Typed Netstrings
Sunday, March 20, 2011
A few hours ago, Zed Shaw tweeted about an experiment creating typed netstrings:
An experiment in tagging netstrings with the types of their data as an alternative to JSON: https://codepad.org/xct0E5ac
I thought that an implementation in Factor would contrast nicely with Zed’s Python version. The basic idea is to support four kinds of data types:
- Text
- Numbers
- Lists
- Dictionaries (e.g., maps or associations)
First, some imports:
USING: arrays combinators formatting hashtables kernel
math.parser sequences splitting ;
An encoded payload value looks something like
“{LENGTH}:{PAYLOAD}{TYPE}
”. We can write a simple word to parse a
string that looks like that into its parts:
: parse-payload ( data -- remain payload payload-type )

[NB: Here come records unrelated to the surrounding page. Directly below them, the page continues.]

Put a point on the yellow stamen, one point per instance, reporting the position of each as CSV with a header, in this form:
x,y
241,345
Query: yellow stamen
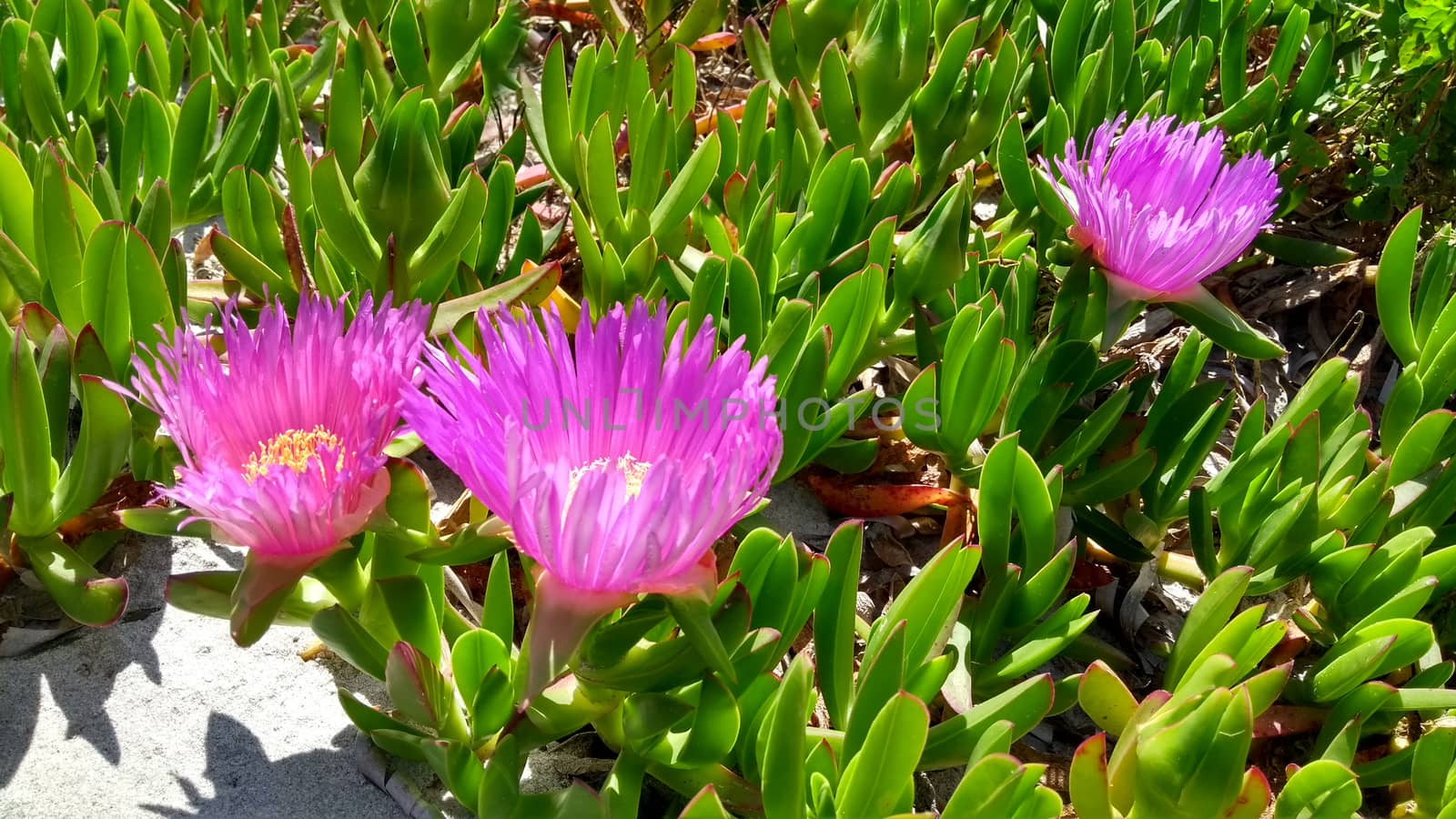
x,y
295,450
632,471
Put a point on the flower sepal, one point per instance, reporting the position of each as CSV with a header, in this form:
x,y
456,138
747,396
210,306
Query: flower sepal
x,y
262,588
1219,322
561,618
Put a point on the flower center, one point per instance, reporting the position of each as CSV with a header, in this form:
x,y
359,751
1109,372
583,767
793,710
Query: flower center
x,y
295,450
632,471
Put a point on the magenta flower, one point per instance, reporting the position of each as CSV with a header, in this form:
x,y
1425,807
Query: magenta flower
x,y
283,446
615,467
616,470
1161,210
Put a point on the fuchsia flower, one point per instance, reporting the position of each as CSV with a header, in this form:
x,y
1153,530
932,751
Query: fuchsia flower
x,y
615,468
283,446
1161,210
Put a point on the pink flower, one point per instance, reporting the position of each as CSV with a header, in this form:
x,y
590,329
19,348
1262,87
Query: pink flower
x,y
283,446
615,468
1161,210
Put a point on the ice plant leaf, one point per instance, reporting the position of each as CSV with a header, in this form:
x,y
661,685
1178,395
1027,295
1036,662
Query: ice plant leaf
x,y
1225,327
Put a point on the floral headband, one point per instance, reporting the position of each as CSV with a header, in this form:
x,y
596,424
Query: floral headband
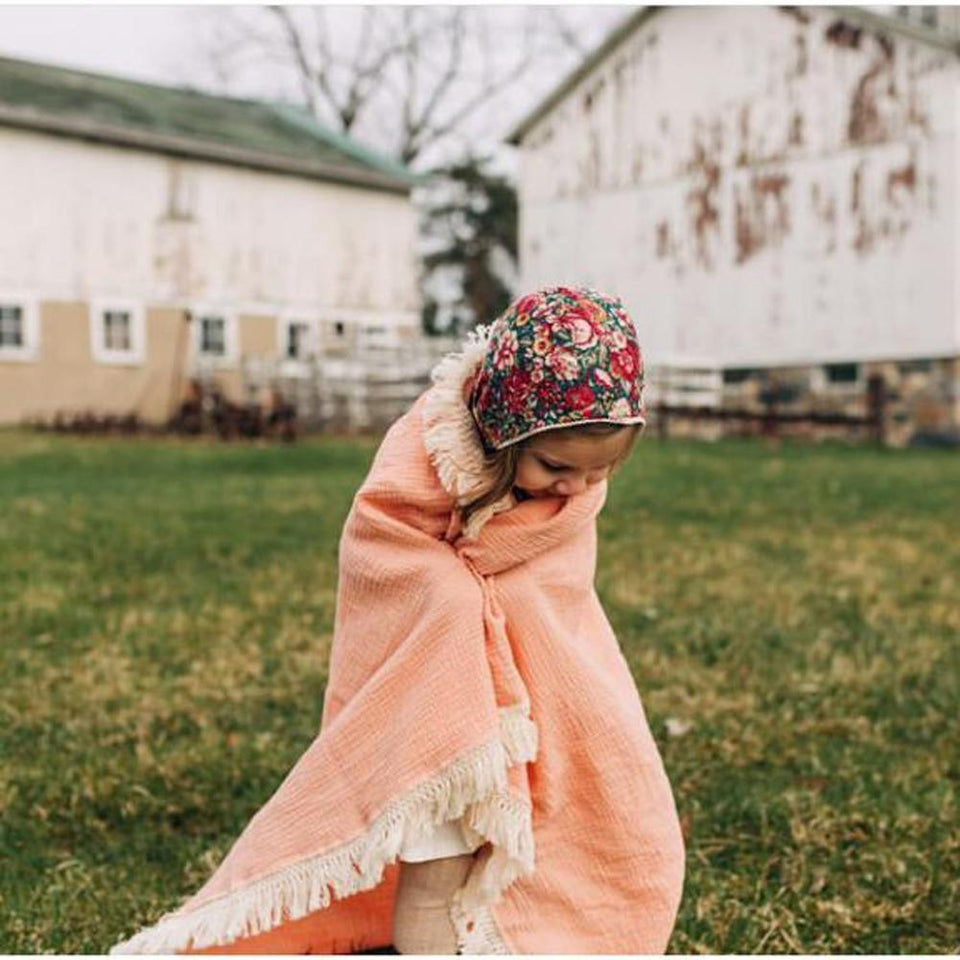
x,y
557,357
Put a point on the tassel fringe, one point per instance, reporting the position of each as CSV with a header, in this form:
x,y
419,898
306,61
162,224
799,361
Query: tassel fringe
x,y
473,787
449,431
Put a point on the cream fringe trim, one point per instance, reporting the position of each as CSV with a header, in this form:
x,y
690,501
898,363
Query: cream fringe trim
x,y
474,786
450,434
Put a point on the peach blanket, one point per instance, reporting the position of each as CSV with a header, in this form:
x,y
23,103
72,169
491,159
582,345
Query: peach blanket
x,y
474,676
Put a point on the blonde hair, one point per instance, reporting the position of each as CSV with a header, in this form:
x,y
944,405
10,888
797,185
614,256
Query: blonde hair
x,y
503,463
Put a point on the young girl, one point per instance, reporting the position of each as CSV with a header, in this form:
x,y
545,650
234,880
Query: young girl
x,y
484,780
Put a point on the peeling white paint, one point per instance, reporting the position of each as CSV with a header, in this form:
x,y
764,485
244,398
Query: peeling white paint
x,y
761,188
88,220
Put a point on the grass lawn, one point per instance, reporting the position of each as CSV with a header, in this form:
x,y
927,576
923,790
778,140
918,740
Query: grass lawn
x,y
790,615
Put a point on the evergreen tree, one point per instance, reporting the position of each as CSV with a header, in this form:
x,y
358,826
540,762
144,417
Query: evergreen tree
x,y
469,226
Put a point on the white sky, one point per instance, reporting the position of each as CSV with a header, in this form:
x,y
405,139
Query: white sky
x,y
169,44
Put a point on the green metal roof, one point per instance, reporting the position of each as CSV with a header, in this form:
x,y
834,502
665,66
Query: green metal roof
x,y
253,133
633,21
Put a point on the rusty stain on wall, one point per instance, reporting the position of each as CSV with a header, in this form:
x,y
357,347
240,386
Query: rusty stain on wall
x,y
663,239
843,34
867,121
762,218
702,199
905,177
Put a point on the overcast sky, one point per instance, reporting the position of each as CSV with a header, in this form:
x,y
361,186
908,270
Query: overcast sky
x,y
169,44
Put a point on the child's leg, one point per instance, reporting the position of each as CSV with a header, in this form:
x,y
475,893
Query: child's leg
x,y
421,923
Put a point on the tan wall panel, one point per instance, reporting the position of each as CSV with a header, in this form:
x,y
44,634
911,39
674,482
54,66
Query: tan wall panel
x,y
64,377
258,335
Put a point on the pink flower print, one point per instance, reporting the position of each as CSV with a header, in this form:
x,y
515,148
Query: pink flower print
x,y
506,350
541,344
548,393
602,377
564,364
580,331
579,397
516,390
526,305
624,363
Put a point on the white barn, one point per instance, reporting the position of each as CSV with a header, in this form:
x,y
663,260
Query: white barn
x,y
773,192
151,233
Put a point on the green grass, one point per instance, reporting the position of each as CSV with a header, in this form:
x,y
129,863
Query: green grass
x,y
166,614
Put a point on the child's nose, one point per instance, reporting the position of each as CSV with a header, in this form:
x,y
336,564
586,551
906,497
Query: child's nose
x,y
573,485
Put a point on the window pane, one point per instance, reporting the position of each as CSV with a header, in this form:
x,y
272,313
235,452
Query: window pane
x,y
842,372
11,326
116,330
212,335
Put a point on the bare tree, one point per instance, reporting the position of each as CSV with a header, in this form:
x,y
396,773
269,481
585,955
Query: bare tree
x,y
406,78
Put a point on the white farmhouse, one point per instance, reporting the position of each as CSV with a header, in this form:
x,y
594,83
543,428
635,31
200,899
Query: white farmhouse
x,y
773,191
150,232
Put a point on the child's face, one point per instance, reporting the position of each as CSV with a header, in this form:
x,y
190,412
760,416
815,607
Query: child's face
x,y
560,463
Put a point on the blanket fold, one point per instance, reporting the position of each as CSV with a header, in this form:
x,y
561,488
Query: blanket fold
x,y
472,673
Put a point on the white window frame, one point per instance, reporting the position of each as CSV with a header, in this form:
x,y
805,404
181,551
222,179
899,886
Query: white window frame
x,y
296,366
215,361
821,383
133,357
29,350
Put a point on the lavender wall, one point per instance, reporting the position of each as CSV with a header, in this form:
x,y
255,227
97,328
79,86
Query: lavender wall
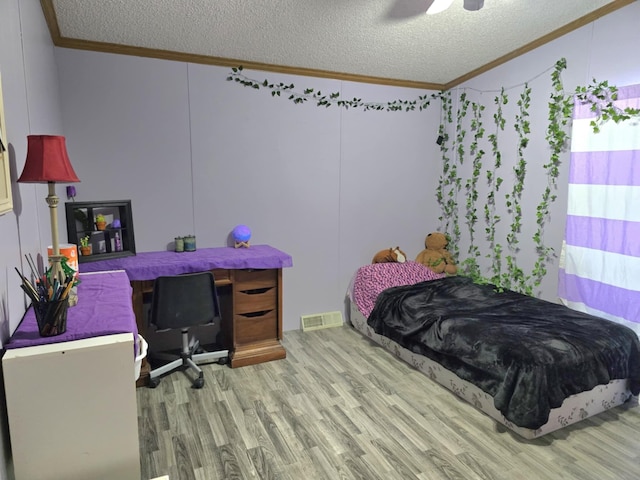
x,y
601,50
31,105
332,187
198,154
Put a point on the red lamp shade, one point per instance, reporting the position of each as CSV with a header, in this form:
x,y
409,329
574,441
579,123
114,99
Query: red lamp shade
x,y
47,161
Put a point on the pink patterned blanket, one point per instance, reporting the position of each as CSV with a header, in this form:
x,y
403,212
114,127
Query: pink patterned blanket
x,y
372,279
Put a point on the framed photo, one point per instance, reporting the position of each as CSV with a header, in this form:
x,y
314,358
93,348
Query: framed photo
x,y
6,200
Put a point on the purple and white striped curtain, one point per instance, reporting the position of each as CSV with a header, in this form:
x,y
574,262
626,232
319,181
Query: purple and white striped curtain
x,y
600,262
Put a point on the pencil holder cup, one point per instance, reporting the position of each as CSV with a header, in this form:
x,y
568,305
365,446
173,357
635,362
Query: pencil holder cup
x,y
51,317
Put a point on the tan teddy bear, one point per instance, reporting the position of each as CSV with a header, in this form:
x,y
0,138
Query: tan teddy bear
x,y
435,255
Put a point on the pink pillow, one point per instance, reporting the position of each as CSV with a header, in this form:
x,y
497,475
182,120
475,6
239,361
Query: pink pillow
x,y
372,279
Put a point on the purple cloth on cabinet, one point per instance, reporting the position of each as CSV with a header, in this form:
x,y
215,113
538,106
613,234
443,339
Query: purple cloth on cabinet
x,y
104,308
151,265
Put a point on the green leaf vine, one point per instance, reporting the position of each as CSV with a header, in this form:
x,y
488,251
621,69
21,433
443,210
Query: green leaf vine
x,y
454,179
443,191
470,265
515,274
494,182
602,96
599,95
328,100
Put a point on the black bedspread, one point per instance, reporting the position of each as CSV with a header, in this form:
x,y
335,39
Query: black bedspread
x,y
529,354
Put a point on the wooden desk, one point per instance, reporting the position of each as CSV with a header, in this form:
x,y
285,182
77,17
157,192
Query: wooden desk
x,y
250,291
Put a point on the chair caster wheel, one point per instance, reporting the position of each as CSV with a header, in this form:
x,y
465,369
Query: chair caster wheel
x,y
153,382
198,383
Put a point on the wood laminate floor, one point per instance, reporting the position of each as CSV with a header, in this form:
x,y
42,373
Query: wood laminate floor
x,y
340,407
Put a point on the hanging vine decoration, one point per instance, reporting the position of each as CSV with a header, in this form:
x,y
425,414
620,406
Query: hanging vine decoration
x,y
601,96
519,281
445,179
454,179
328,100
560,108
470,265
494,182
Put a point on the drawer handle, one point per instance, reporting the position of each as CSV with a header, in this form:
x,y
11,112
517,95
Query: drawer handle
x,y
255,314
256,291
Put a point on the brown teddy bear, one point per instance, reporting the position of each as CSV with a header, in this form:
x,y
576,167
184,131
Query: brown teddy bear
x,y
435,256
389,255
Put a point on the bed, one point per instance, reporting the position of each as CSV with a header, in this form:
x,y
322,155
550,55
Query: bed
x,y
534,366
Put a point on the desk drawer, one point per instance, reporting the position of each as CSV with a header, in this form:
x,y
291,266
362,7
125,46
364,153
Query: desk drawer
x,y
252,279
256,300
256,327
222,276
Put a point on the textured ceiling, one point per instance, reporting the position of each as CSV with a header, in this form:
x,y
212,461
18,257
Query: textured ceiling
x,y
367,40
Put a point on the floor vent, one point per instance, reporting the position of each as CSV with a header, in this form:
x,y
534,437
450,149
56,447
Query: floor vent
x,y
319,321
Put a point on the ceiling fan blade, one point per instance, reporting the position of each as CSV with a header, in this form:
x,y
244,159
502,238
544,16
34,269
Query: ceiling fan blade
x,y
473,4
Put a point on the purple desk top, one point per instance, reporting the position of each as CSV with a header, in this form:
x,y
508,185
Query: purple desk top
x,y
151,265
104,308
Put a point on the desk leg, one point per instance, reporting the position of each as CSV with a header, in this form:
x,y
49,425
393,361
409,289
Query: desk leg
x,y
138,308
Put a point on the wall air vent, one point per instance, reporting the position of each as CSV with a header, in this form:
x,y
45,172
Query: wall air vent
x,y
319,321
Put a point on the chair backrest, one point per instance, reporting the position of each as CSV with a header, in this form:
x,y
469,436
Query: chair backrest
x,y
184,300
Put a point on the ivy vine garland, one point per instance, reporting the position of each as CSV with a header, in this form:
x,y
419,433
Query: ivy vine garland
x,y
600,95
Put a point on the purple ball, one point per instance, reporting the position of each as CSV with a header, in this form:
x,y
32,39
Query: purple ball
x,y
241,233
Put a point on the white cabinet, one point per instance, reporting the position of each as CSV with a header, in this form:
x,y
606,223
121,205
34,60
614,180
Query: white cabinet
x,y
72,410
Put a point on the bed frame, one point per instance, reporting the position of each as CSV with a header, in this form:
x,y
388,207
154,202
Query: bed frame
x,y
574,409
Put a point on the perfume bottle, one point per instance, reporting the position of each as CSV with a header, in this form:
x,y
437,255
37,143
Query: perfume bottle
x,y
118,242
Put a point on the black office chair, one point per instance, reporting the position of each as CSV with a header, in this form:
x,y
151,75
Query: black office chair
x,y
180,302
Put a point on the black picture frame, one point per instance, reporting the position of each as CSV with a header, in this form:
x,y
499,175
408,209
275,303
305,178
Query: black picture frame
x,y
114,241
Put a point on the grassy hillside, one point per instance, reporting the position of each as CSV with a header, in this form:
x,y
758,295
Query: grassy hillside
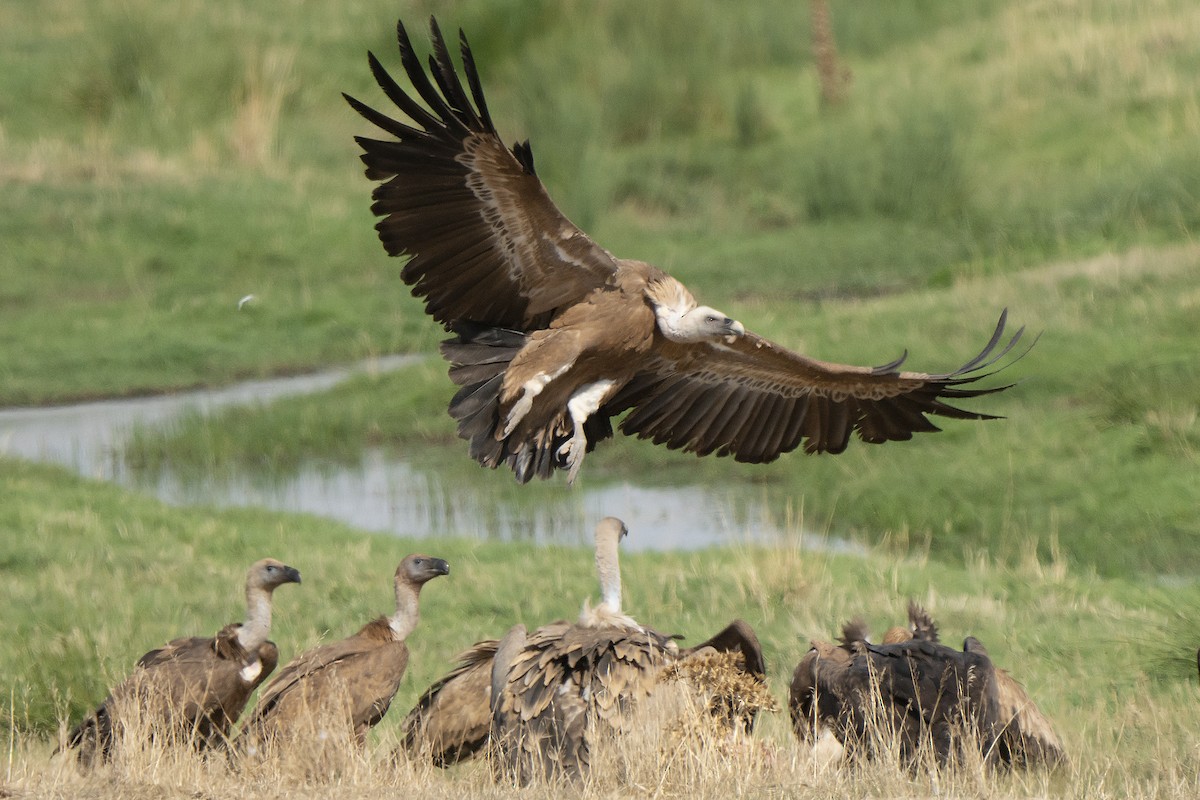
x,y
161,162
1095,462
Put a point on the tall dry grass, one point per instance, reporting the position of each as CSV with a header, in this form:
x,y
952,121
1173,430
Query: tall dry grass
x,y
671,749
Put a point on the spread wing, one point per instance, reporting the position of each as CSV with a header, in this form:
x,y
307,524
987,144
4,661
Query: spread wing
x,y
755,400
486,242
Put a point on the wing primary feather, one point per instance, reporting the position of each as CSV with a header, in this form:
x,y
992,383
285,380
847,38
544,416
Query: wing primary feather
x,y
442,68
420,82
477,86
399,96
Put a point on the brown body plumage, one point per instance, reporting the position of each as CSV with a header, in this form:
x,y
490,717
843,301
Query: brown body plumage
x,y
451,719
552,689
555,336
918,691
192,689
346,685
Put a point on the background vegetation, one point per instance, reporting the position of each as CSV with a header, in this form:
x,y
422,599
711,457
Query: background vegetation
x,y
161,161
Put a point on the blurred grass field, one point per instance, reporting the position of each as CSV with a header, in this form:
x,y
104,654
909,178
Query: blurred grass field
x,y
161,161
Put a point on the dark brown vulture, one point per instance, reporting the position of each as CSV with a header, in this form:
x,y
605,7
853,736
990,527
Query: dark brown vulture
x,y
552,689
192,689
343,686
921,692
556,336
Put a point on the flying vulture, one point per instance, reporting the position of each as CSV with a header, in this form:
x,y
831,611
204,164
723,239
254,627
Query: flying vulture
x,y
345,685
192,689
555,337
553,689
919,691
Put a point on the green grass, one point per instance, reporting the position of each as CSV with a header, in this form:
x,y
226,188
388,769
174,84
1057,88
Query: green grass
x,y
102,575
159,163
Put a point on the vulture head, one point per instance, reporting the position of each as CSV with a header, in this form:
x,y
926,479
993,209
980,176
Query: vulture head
x,y
417,570
682,320
269,573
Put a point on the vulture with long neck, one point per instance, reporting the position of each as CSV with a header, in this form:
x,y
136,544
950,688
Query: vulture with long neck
x,y
555,337
345,685
195,687
555,687
919,691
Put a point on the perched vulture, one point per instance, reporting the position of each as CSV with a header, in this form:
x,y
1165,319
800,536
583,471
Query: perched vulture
x,y
347,684
453,717
192,689
919,691
552,689
555,336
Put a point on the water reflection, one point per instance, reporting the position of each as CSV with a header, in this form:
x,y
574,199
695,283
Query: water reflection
x,y
388,493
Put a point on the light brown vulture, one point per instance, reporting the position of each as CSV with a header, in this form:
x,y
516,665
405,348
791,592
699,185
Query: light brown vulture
x,y
556,336
451,719
192,689
552,689
921,691
343,686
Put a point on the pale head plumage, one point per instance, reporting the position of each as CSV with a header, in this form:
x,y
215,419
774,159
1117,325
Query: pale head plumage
x,y
263,578
682,320
413,573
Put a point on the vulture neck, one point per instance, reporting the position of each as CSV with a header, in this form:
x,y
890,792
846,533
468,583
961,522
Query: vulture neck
x,y
257,626
609,570
405,620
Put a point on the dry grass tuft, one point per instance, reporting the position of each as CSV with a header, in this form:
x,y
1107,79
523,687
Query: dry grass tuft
x,y
269,80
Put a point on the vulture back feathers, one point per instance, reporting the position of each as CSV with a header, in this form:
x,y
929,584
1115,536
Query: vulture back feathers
x,y
192,689
555,337
917,692
556,687
345,685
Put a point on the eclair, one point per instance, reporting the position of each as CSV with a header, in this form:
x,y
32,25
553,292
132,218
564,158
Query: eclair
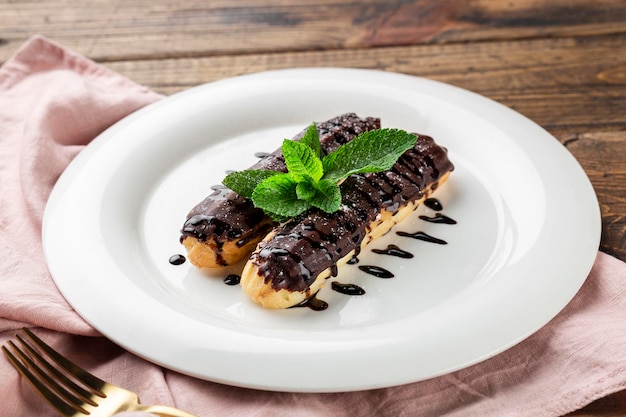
x,y
225,227
292,263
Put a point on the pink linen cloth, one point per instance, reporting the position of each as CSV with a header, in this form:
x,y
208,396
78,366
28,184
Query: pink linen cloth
x,y
53,102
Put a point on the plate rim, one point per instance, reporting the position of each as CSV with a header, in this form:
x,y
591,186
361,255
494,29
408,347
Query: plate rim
x,y
68,176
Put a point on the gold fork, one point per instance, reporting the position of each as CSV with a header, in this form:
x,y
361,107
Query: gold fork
x,y
71,390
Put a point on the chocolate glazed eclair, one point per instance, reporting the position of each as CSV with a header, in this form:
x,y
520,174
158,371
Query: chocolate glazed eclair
x,y
225,227
295,259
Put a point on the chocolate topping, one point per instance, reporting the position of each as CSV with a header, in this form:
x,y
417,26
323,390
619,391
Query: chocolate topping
x,y
307,245
224,215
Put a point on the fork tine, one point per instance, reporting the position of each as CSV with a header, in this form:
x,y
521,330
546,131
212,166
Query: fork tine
x,y
81,392
85,377
64,408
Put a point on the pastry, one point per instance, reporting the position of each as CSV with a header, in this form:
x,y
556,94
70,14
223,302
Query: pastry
x,y
291,264
225,227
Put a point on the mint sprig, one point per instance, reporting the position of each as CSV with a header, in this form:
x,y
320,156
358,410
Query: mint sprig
x,y
312,179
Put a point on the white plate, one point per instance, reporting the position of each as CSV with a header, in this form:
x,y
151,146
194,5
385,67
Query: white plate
x,y
527,235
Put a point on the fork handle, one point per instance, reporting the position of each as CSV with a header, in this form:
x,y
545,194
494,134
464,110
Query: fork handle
x,y
163,411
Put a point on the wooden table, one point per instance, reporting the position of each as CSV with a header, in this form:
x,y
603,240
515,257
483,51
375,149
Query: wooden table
x,y
562,63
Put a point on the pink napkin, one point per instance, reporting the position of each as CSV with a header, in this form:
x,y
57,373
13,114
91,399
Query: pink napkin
x,y
53,102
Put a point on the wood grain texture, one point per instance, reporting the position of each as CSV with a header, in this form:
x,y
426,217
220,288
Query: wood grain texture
x,y
113,30
556,82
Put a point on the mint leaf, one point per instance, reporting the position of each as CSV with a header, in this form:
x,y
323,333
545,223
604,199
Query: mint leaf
x,y
312,140
372,151
244,182
306,189
328,196
301,161
277,196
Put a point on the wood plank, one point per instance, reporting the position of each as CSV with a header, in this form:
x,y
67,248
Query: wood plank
x,y
565,85
559,83
603,157
109,30
613,405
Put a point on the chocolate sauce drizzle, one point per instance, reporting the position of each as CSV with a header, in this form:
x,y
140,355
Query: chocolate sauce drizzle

":" split1 swap string>number cut unclip swapd ;
We can build a simple parser for these “typed netstrings” (deferring for the moment, how we parse lists and dictionaries):
DEFER: parse-dict
DEFER: parse-list
: parse-tnetstring ( data -- remain value )
parse-payload {
{ CHAR: # [ string>number ] }
{ CHAR: " [ ] }
{ CHAR: } [ parse-dict ] }
{ CHAR: ] [ parse-list ] }
[ "Invalid payload type: %c" sprintf throw ]
} case ;
Parsing lists is just repeatedly parsing values until the remainder is exhausted:
: parse-list ( data -- value )
[ { } ] [
[ dup empty? not ] [ parse-tnetstring ] produce nip
] if-empty ;
Parsing dictionaries is only a little more involved. We need a way to parse successive key/value pairs, checking some simple error conditions:
: parse-pair ( data -- extra value key )
parse-tnetstring [
dup [ "Unbalanced dictionary store" throw ] unless
parse-tnetstring
dup [ "Invalid value, null not allowed" throw ] unless
] dip ;
Then we can build the dictionary, repeatedly parsing key/value pairs:
: parse-dict ( data -- value )
[ H{ } ] [
[ dup empty? not ] [ parse-pair swap 2array ] produce
nip >hashtable
] if-empty ;
And, to make the interface easy to use, we wrap our parse-tnetstring
word, checking that there was no un-parsed remainder:
: tnetstring ( data -- value )
parse-tnetstring swap [
"Had trailing junk: %s" sprintf throw
] unless-empty ;
We can show that it works on one of Zed’s more complex examples:
IN: scratchpad "34:5:hello\"22:11:12345678901#4:this\"]}" tnetstring .
H{ { "hello" { 12345678901 "this" } } }
The code (and some tests) for this is on GitHub.
Update: I added support for booleans and implemented writer words to match the reader words above. Everything is on my GitHub.